Survey Data

Reg No

31212177


Rating

Regional


Categories of Special Interest

Architectural, Historical, Social, Technical


Original Use

School


Date

1870 - 1875


Coordinates

100129, 284362


Date Recorded

11/08/2008


Date Updated

--/--/--


Description

Detached six-bay two-storey over part raised basement school, dated 1874, on a cruciform plan originally attached seven-bay two-storey centred on single-bay full-height gabled projecting breakfront; single-bay (single-bay deep) full-height central return (north). Truncated, 1984-5, producing present composition. Now disused.

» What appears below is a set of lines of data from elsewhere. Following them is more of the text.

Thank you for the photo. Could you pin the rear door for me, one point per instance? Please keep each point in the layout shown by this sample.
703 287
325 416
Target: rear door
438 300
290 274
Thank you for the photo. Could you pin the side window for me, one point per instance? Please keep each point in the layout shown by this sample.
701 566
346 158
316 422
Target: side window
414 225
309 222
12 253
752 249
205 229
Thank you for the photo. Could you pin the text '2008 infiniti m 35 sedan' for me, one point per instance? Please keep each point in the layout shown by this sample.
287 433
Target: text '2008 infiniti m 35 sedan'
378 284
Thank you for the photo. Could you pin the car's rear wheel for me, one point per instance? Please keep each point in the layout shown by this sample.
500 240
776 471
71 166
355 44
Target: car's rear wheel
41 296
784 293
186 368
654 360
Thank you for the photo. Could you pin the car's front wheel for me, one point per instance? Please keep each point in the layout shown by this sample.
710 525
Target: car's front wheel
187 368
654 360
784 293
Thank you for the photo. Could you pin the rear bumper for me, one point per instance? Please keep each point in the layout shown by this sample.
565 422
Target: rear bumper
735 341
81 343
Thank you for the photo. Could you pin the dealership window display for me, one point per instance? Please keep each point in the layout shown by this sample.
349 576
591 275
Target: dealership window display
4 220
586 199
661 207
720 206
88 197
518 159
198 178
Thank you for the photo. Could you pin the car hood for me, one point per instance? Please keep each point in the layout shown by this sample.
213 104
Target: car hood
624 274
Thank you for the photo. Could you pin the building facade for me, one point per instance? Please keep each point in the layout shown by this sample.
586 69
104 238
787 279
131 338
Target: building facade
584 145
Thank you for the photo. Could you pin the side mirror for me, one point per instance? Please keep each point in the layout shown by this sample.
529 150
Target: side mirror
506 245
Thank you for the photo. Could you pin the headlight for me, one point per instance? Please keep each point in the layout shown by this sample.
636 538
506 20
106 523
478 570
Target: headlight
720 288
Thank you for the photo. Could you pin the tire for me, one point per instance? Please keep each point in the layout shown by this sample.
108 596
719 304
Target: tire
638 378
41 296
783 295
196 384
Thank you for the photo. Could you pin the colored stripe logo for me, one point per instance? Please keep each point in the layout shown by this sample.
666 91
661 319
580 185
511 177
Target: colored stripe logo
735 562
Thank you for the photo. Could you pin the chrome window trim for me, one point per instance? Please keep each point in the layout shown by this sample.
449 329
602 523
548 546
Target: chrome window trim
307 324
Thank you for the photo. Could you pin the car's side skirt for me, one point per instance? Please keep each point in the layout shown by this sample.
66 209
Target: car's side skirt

Pitched slate roof on a cruciform plan centred on pitched (gabled) slate roof (breakfront), clay ridge tiles, dragged cut-limestone coping to gables on drag edged tooled cut-limestone kneelers with Celtic Cross finials to apexes, and replacement uPVC rainwater goods on timber eaves boards on exposed timber rafters retaining cast-iron octagonal or ogee hoppers and downpipes. Part creeper- or ivy-covered rendered, ruled and lined walls on battered base. Square-headed opposing door openings approached by flights of six dragged cut-limestone steps, concealed dressings having chamfered reveals framing diagonal timber boarded or tongue-and-groove timber panelled doors. Square-headed window openings centred on paired square-headed window openings (breakfront) with drag edged dragged cut-limestone sills, and concealed dressings framing six-over-six timber sash windows. Set in landscaped grounds shared with Mount Saint Mary's Convent of Mercy.

Appraisal

A school representing an important component of the later nineteenth-century built heritage of Westport with the architectural value of the composition, one succeeding an earlier school 'finished in 1845 [with £300] left by a miser who lived in Westport named Edmond Burke', suggested by such traits as the cruciform plan form centred on an expressed breakfront; the uniform proportions of the openings on each floor; and the high pitched gabled roofline. A prolonged period of neglect notwithstanding, the elementary form and massing survive intact together with substantial quantities of the original fabric, both to the exterior and to the restrained interior where evidence of an exposed timber roof construction pinpoints the engineering or technical potential of a school forming part of a self-contained group alongside the adjacent Mount Saint Mary's Convent of Mercy (see 31212176) with the resulting ensemble making a pleasing visual statement overlooking Altamont Street.